The investigated ProMRI leads were endocardial and bipolar, with steroid-eluting, fractally-coated iridium electrodes. The ICD leads were from the Linoxsmart ProMRI (DF-1 connector) and Protego ProMRI (DF-4 connector)17 families and had one shock coil (S models), two shock coils (SD models), or one shock coil and a floating atrial sensing dipole (S DX). The right atrial (RA) and right ventricular (RV) pacing leads were from the Solia S family, and coronary sinus leads from the Corox ProMRI OTW family (Table 1).
Study timelines are summarised in Fig. 1. All devices were interrogated in-house after implantation, at the 8-week follow-up, at the MRI procedure follow-up (immediately before and after MRI), and at the 1-, 3-, and 6-month post-MRI visits. All adverse events were recorded. The Home Monitoring option was used to collect pacing thresholds and sensing measurements and to monitor arrhythmia episodes automatically on a daily basis.
Immediately before study-specific MRI scans, the pulse generators were programmed into one of the available MRI modes to disable detection and therapy of ventricular tachyarrhythmia. Pacing was programmed to an asynchronous mode (V00/D00) or “OFF”. The MRI mode was chosen at the investigator’s discretion. During MRI scans, patients were continuously monitored by pulse oximetry, ECG, and/or blood pressure unit.
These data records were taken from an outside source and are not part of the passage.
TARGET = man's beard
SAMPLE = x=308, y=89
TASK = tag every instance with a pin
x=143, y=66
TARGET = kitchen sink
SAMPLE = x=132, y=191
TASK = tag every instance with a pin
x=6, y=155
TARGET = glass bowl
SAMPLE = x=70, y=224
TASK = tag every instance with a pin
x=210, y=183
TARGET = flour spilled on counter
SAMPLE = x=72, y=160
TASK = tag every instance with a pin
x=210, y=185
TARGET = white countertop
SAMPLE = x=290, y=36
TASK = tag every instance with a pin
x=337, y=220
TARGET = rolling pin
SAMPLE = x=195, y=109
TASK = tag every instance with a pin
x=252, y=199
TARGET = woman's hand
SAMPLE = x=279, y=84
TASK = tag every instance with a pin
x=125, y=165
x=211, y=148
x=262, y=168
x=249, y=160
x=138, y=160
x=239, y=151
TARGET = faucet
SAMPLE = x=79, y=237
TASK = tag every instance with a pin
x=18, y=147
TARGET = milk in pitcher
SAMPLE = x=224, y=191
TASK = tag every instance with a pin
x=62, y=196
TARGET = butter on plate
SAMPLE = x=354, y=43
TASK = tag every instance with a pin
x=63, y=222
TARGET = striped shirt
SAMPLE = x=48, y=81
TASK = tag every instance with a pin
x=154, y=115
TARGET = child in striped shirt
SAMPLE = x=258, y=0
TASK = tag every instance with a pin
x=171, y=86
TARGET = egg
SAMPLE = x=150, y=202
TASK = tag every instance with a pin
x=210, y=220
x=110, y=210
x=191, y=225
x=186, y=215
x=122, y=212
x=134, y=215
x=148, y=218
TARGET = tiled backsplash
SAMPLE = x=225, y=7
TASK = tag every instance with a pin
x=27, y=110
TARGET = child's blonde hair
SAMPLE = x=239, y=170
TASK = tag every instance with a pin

The MRI scans consisted of head and lower lumbar MRI, two of the most common MRI examinations in medical practice. Siemens, Philips, and GE MRI systems were used, with cylindrical magnets and a static magnetic field strength of 1.5 T. Scanning sequences were predefined to ensure comparability between imaging sequences at different sites and MRI systems (Table 2), and to evaluate the implanted systems at the maximum allowed burden according to labelling conditions (footnote “a” of Table 2). Total MRI scan time per patient was close to but did not exceed 30 minutes, comprising 8–9 sequences for the head (≈16 minutes) and 6–7 sequences for the lumbar scan (≈14 minutes).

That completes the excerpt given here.